Judge criticised for ‘outdated’ rape views joins Peterborough family court
A judge who was criticised for having ‘obsolete’ opinions on rape is now sitting in Peterborough.
In one case, Judge Robin Tolson QC held that a woman’s allegation she had been raped by her then partner as she had taken “no physical steps” to stop him.
The verdict was later overturned on appeal after being described as “flawed,” “unsafe” and “wrong,” with a retrial ordered.
Last August, Judge Tolson stood down from the Central Family Court in London, but the Judicial Office has confirmed that he is now sitting in Peterborough as a family court judge.
Two further women, who claim they were raped by former partners, are also appealing against his rulings with their cases recently being heard in the Court of Appeal.
Dr Charlotte Proudman, who is representing one of the women, told the Peterborough Telegraph: “I have serious concerns about what seem to me to be Judge Tolson’s failure to understand the impact of domestic abuse on the lives of victims and children.
“In light of the concerns raised in the Appeal Courts I stand by my comments that, without intense domestic abuse training, it is untenable for him to remain as a judge presiding over family Court cases in which claims of rape, domestic abuse and coercive control are made.

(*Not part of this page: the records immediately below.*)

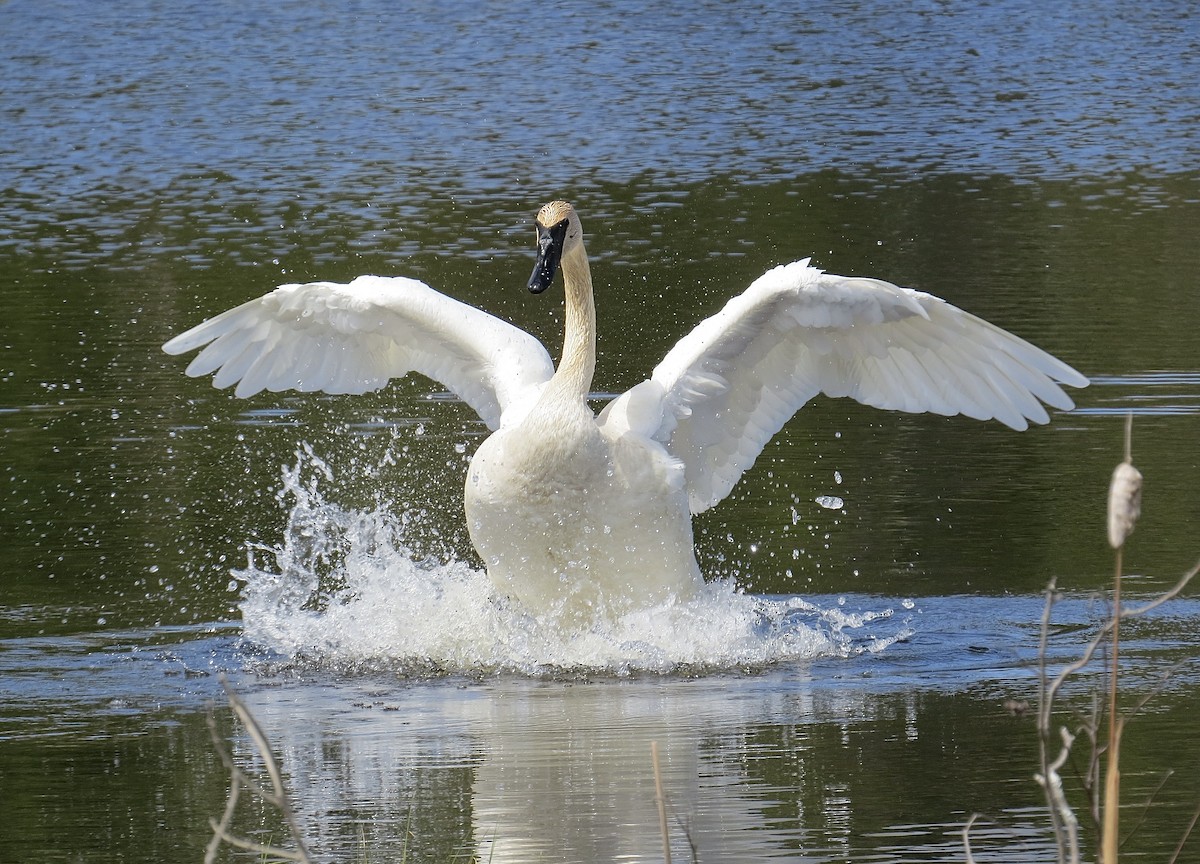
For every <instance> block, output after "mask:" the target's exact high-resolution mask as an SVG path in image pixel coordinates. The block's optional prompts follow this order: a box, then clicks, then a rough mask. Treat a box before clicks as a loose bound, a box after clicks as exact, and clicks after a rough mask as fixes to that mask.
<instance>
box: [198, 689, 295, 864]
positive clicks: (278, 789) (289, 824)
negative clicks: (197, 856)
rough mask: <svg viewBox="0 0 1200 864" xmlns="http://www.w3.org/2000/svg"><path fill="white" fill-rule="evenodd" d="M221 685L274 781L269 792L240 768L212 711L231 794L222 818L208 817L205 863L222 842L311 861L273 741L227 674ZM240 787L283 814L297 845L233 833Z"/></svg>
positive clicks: (283, 858)
mask: <svg viewBox="0 0 1200 864" xmlns="http://www.w3.org/2000/svg"><path fill="white" fill-rule="evenodd" d="M221 686H223V688H224V691H226V697H227V698H228V700H229V707H230V708H232V709H233V713H234V715H235V716H236V718H238V719H239V720H240V721H241V724H242V726H244V727H245V730H246V733H247V734H248V736H250V739H251V742H252V743H253V745H254V749H256V750H257V751H258V754H259V756H260V757H262V760H263V767H264V769H265V770H266V775H268V778H269V779H270V781H271V790H270V791H268V790H265V788H263V786H262V785H260V784H259V782H258V781H257V780H256V779H254V778H252V776H250V775H248V774H246V773H245V772H244V770H242V769H241V768H239V767H238V764H236V763H235V762H234V760H233V754H230V752H229V749H228V748H227V746H226V743H224V739H223V738H222V737H221V734H220V733H218V732H217V725H216V719H215V718H214V716H212V713H211V712H210V713H209V731H210V732H211V734H212V746H214V749H215V750H216V752H217V756H218V757H220V760H221V762H222V764H224V767H226V768H227V769H228V772H229V797H228V799H227V800H226V806H224V810H223V811H222V815H221V818H220V820H209V824H210V826H211V827H212V839H211V840H210V841H209V845H208V847H206V848H205V853H204V864H212V863H214V862H215V860H216V854H217V852H218V851H220V848H221V844H222V842H224V844H228V845H229V846H233V847H234V848H240V850H245V851H247V852H257V853H259V854H263V856H272V857H275V858H282V859H284V860H293V862H299V863H300V864H312V858H311V857H310V854H308V848H307V846H306V845H305V842H304V836H302V834H301V833H300V827H299V824H298V823H296V818H295V814H294V812H293V810H292V803H290V802H289V800H288V796H287V791H286V790H284V788H283V774H282V773H281V772H280V767H278V763H277V762H276V761H275V755H274V754H272V752H271V743H270V742H269V740H268V738H266V733H264V732H263V728H262V727H260V726H259V725H258V721H257V720H254V716H253V714H251V713H250V709H248V708H246V706H245V703H242V701H241V700H240V698H238V695H236V694H234V691H233V690H232V689H230V686H229V683H228V682H227V680H226V678H224V676H221ZM241 790H247V791H248V792H250V793H251V794H253V796H254V797H257V798H259V799H260V800H263V802H265V803H268V804H270V805H272V806H274V808H276V809H277V810H278V811H280V812H281V814H282V816H283V821H284V823H286V824H287V827H288V833H289V834H290V835H292V841H293V842H294V844H295V846H296V847H295V848H294V850H286V848H278V847H276V846H265V845H263V844H257V842H254V841H253V840H246V839H245V838H239V836H236V835H235V834H232V833H230V829H229V826H230V824H232V822H233V817H234V812H235V811H236V808H238V798H239V797H240V794H241Z"/></svg>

“My worry is that there may be cases in which he has failed to grapple with the allegations, leaving children at risk of harm in the care of a potential perpetrator.”
Judge Tolson was criticised after the successful appeal in a case where a woman initially lost her court battle with her former partner over custody of their son and believed the judge’s “outdated views” on sexual assault influenced his conclusion.
Judge Tolson stated during the custody hearing that because the woman “was not in any sense pinned down,” she could “easily, physically, have made life harder” for the man.
In December 2019, Ms Justice Russell overturned Judge Tolson’s decision, stating that “the judgment was so flawed as to require a retrial”.
She ruled: “The logical conclusion of this judge’s approach is that it is both lawful and acceptable for a man to have sex with his partner regardless of their enjoyment or willingness to participate.
“This is a senior judge, a designated family judge, a leadership judge in the family court, expressing a view that - in his judgment - it is not only permissible but also acceptable for penetration to continue after the complainant has said no (by asking the perpetrator to stop), but also that a complainant must and should physically resist penetration in order to establish a lack of consent.”
Justice Russell also stated that Judge Tolson employed “obsolescent concepts concerning the issue of consent” and that his approach was “manifestly at odds with current jurisprudence”.
The ruling prompted more than 130 lawyers and campaigners to sign an open letter to the President of the Family Division calling for wider action.
Training is currently provided to judges in criminal courts considering issues of serious sexual assault and consent, but that is not the case in the family court, Justice Russell added.
Her ruling called for this to change.
The Court of Appeal is currently considering four appeals against decisions made at private hearings, two of which were made by Judge Tolson.
None of the families may be identified, but all four cases are said to feature women’s complaints of sexual violence or coercive and controlling behaviour against ex-partners which involved disputes around access to children.
The court was told that the “common thread” in the four cases was that no findings of abuse had been made against any of the men involved.
It is expected that the judges will not only decide whether the appeals are upheld or rejected, but will give guidance to family court judges on how issues relating to allegations of rape and coercive control should be approached.
A judicial spokesperson said: “HHJ Tolson QC sits as a judge at Peterborough Combined Court.
“The deployment of individual family court judges is a matter for the Lord Chief Justice and, where appropriate, is delegated to the President of the Family Division. It is not a matter upon which either the LCJ or the PFD comment upon publicly.”